WE'VE MOVED. PLEASE TAKE NOTE OF OUR NEW ADDRESS
533 JEFFERSON STREET, ST. CHARLES, MISSOURI 63301
Published on:

Part II, Divorcing in Missouri? Be aware of 7 Common Financial Mistakes.

moneyquestions.jpgIn our previous blog entry we addressed the risks involved with failing to be informed about your financial circumstances, not being prepared to provide for your financial necessities in the early stages of the divorce process and the financial damage that can be done by using the divorce process as a means to seek revenge against your spouse. In Part 2 we address failing to budget, lacking an understanding of your retirement plans, failing to consider future needs against your existing desires and not adequately considering which assets have a present financial value and those assets with a monetary value only accessible in the future.

 

4. Failing To Budget

If you are relying upon two incomes to sustain your current lifestyle or if you are reliant upon your spouse to provide for your lifestyle, you need to recognize that you may likely not be able to afford the same lifestyle, residence, vehicle expenses, club memberships or consumer spending as before the divorce. The sooner you create a budget and obtain realistic expectations the better.

Your attorney is not your financial adviser and should not be solely relied upon to help you budget for your future. If you are uncertain about your financial future you should seek the advice of a trusted personal financial adviser. Choosing a financial adviser is not dissimilar to choosing any other professional. It is important to find the right fit. If you have a list of advisers who have a good reputation you should interview them and determine how they are compensated. Once you find an adviser that you are comfortable with he or she can help you to create a budget for your realistic expenses and assist you in creating plan to provide for your future financial security.

5. Lacking An Understanding of Your Retirement Assets

Not every retirement plan is equally created.
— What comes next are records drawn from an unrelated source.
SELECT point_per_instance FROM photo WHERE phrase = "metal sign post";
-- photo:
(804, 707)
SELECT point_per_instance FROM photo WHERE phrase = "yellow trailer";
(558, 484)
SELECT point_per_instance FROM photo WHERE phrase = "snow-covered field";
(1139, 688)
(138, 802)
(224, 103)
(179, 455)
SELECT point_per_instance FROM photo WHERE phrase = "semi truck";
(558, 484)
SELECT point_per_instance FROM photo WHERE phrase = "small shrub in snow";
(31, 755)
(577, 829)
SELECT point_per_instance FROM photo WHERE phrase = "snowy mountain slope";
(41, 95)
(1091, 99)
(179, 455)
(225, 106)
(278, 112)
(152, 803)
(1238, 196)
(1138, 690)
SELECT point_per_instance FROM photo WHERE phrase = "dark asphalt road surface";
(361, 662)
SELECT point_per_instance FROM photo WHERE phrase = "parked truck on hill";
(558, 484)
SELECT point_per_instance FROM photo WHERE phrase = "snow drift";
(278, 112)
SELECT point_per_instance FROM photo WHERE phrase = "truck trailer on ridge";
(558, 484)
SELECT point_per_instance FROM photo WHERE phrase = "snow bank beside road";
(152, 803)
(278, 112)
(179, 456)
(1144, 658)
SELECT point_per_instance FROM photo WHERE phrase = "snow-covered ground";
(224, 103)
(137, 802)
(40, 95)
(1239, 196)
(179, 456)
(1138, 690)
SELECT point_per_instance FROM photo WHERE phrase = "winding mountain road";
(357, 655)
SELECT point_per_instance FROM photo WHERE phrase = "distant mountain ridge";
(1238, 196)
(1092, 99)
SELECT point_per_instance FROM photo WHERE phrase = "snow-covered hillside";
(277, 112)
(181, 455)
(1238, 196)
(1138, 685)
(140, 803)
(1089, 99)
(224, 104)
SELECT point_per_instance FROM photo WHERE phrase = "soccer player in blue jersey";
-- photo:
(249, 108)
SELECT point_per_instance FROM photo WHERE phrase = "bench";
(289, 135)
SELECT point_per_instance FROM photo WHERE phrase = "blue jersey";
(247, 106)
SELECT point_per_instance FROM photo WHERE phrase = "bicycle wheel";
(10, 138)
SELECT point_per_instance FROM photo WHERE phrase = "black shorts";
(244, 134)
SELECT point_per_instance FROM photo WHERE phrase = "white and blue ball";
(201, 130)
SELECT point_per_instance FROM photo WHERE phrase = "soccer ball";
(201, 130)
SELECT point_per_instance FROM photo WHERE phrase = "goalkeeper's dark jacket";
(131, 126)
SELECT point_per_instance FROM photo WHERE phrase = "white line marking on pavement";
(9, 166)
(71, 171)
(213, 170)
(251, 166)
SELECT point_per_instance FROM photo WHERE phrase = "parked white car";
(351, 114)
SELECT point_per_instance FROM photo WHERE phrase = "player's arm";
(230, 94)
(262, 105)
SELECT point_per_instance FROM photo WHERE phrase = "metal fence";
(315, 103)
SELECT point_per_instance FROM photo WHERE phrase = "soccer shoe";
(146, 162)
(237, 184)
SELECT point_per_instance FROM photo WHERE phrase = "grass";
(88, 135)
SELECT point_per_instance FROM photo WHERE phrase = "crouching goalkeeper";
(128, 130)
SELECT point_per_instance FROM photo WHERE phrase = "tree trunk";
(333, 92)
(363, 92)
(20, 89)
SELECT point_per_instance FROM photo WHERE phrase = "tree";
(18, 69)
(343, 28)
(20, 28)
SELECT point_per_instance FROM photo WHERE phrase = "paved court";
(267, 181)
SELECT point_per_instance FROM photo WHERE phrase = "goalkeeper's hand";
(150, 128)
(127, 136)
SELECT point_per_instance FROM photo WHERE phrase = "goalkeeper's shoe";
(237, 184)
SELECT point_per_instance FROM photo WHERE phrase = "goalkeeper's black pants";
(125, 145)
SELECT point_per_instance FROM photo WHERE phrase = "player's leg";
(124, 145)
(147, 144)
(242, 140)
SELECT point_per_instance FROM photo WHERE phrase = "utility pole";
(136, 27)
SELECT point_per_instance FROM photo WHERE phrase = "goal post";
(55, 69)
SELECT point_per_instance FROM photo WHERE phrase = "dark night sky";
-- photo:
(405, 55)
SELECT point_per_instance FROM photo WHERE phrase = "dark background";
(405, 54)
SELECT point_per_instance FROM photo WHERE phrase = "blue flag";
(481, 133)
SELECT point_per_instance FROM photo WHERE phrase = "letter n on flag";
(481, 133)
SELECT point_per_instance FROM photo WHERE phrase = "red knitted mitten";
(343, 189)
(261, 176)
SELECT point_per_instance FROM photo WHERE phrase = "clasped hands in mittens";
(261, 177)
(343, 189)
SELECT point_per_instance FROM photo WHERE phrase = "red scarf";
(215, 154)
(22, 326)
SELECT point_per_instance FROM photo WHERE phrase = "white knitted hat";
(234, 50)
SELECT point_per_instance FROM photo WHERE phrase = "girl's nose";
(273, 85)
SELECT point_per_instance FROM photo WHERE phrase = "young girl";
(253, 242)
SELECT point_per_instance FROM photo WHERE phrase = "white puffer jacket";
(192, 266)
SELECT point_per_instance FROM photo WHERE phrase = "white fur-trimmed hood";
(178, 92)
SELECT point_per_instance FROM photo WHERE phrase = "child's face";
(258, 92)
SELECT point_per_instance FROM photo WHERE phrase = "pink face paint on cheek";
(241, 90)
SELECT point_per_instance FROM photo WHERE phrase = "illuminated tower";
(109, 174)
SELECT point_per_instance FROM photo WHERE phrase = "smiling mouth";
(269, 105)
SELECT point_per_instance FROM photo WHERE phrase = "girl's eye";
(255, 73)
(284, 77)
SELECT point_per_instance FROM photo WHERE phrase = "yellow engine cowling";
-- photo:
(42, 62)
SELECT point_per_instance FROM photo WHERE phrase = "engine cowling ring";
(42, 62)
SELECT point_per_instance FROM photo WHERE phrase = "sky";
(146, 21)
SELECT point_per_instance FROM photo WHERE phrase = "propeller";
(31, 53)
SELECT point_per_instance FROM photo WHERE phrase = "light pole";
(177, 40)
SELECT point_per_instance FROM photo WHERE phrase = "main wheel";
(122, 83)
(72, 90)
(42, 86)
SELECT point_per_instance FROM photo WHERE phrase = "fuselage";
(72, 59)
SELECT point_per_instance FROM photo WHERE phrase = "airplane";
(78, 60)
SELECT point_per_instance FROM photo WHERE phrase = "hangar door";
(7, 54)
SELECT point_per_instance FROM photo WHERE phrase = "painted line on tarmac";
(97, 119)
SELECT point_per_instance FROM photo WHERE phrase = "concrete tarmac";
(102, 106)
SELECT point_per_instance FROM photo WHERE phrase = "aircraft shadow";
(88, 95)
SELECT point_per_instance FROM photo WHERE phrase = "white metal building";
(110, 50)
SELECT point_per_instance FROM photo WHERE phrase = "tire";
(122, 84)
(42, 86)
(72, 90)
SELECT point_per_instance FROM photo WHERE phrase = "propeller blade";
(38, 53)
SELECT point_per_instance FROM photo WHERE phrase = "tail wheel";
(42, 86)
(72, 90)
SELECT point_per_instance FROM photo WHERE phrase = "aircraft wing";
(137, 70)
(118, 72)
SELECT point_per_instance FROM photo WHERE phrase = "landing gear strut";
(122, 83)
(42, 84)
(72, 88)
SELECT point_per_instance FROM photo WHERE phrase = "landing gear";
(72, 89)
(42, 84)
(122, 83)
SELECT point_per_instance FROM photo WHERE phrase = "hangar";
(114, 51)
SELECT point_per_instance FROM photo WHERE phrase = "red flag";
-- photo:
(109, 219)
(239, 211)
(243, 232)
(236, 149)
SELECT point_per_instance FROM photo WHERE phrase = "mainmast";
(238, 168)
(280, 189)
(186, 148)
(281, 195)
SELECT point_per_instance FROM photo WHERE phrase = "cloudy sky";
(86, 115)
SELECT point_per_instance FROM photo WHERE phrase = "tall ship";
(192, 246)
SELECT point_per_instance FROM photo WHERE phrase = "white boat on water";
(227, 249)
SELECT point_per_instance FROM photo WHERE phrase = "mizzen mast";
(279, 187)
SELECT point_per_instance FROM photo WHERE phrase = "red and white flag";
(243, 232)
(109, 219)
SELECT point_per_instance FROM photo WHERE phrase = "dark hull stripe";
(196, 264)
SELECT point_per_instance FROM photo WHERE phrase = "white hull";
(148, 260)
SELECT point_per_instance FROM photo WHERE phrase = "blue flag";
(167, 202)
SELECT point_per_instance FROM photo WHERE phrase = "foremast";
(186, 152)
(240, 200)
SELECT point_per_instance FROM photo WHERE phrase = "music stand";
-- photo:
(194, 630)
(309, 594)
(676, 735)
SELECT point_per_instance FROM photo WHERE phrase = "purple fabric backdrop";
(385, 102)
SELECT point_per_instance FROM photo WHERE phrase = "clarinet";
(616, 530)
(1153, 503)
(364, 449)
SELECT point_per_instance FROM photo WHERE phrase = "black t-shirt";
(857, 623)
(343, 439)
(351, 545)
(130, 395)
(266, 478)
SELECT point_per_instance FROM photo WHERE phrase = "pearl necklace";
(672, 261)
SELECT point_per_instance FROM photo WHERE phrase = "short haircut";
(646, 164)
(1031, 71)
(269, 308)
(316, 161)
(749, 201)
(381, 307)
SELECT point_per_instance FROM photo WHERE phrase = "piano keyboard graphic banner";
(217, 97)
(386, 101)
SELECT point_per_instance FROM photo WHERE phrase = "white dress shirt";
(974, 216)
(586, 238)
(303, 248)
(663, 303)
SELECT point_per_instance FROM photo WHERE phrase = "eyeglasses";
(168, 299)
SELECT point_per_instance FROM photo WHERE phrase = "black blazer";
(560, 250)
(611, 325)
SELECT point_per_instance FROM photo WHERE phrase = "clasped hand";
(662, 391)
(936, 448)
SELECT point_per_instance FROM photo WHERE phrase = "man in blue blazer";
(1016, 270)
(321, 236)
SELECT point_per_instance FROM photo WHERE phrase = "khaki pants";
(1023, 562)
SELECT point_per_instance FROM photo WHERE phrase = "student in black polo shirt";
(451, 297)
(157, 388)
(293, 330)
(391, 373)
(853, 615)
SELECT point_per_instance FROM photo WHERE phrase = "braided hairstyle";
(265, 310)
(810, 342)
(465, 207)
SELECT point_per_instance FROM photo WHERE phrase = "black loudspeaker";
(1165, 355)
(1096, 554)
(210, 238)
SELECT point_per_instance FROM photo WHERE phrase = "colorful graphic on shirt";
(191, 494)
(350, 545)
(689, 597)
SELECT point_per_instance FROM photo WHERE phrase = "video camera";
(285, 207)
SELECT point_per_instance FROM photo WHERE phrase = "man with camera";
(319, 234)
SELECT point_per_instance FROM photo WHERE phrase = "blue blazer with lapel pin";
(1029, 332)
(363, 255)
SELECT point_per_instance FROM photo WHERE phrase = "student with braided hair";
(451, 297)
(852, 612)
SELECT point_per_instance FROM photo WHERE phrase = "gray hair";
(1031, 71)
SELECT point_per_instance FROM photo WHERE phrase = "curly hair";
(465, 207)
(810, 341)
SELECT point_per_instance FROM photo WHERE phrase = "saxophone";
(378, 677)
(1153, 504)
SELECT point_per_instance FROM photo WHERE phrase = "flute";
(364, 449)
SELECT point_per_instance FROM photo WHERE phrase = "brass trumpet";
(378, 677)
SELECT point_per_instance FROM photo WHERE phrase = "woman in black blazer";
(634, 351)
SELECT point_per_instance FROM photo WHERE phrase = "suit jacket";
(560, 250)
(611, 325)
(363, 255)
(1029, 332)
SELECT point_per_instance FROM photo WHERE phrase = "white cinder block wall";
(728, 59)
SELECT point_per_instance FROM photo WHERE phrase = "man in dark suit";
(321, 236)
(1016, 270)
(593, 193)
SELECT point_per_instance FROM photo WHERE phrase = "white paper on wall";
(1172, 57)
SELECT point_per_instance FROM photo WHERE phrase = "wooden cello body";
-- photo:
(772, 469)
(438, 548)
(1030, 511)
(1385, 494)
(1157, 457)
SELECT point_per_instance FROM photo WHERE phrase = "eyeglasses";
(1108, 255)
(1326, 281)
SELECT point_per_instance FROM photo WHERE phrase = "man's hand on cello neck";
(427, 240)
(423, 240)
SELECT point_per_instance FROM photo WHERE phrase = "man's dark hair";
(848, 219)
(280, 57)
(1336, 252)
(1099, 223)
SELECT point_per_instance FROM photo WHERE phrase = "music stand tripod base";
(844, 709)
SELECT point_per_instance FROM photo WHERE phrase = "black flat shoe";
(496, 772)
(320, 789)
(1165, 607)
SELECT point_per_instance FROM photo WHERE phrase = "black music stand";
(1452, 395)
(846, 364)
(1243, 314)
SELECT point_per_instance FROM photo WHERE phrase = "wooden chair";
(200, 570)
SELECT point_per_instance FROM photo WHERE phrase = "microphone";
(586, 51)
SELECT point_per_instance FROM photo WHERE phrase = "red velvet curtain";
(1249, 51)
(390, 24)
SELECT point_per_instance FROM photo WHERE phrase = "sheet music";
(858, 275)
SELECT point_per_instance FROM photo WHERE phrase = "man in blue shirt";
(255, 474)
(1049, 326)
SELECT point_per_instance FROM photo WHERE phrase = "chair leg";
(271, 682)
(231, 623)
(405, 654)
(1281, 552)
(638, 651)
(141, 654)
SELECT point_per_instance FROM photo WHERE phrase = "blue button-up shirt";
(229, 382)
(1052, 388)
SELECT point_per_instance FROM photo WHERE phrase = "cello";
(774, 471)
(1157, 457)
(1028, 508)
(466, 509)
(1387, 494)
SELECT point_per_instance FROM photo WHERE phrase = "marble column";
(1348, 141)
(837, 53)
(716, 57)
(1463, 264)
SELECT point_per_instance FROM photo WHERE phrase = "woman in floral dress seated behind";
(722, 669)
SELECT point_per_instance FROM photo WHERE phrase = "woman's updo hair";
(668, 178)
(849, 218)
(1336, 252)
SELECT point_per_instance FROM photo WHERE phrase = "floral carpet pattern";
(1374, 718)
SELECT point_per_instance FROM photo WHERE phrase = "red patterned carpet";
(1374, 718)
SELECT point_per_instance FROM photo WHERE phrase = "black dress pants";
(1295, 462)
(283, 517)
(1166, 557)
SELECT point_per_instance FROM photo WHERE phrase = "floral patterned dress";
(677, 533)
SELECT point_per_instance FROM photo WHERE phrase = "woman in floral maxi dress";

In determining what is an “equitable” division, it is often not as simple as comparing values on your most recent statements and dividing them in a manner that each spouse has approximately the same comparative total that appears on those statements.

In the division of your assets it is important that you have a good understanding of your investment accounts and work related retirement plans accumulated by you and your spouse. It is important to know which of your plans have a present cash value, when you can expect to have access to your retirement funds, under what penalties or taxes will the assets be subject to when they are accessed by you and if your spouse should predecease you how will that effect your ability to access your interest in the retirement asset awarded to you in your divorce.

Once you have working knowledge of the nature and value of your plans, you should sit down with a financial adviser to have all of your questions answered. You should formulate a plan that will best assist you in providing for immediate and future financial needs. That plan should then be communicated to your lawyer who can discuss with you the best way to accomplish your objectives through the divorce process.

6. Failing to Properly Weigh Your Future Needs Against Existing Desires
When discussing your objectives with your lawyer, it is important that you take a realistic approach and consider what assets in your divorce are not only obtainable but are maintainable based upon your anticipated income level from employment, maintenance, child support or retirement assets. For example if your house or vehicle has a high revolving debt obligation in the form of a large mortgage, line of credit or a large car loan, taking on the short term satisfaction of being awarded these assets may soon turn into a financial burden which can have consequences that undermine your long-term financial stability. Discuss with your financial adviser if taking on the financial obligation that may come with the award of certain property fits your financial objectives.

7. Not considering the difference between the present value of assets to you against the value of future assets.

Consider whether you will have a short term necessity to access funds from marital property to assist you in obtaining a suitable residence or other short-term, necessary objectives. If your main objective is securing a large interest in an asset from which you may not be able access the financial benefits for multiple years, such as a pension, this could come at the cost of sacrificing other assets to your spouse which could be relied upon to help you meet your financial obligations immediately after your divorce.

Making the right decisions to protect you financially can be a complicated matter. However, these decisions will become much less complicated if you take steps to educate yourself on the assets and liabilities that exist in your marriage and seek professional financial advice from someone who can assist you in planning for your future based upon the nature of those financial assets and liabilities. As part of your plan it is important to select an experienced family law attorney who will take the necessary legal steps to achieve your financial goals.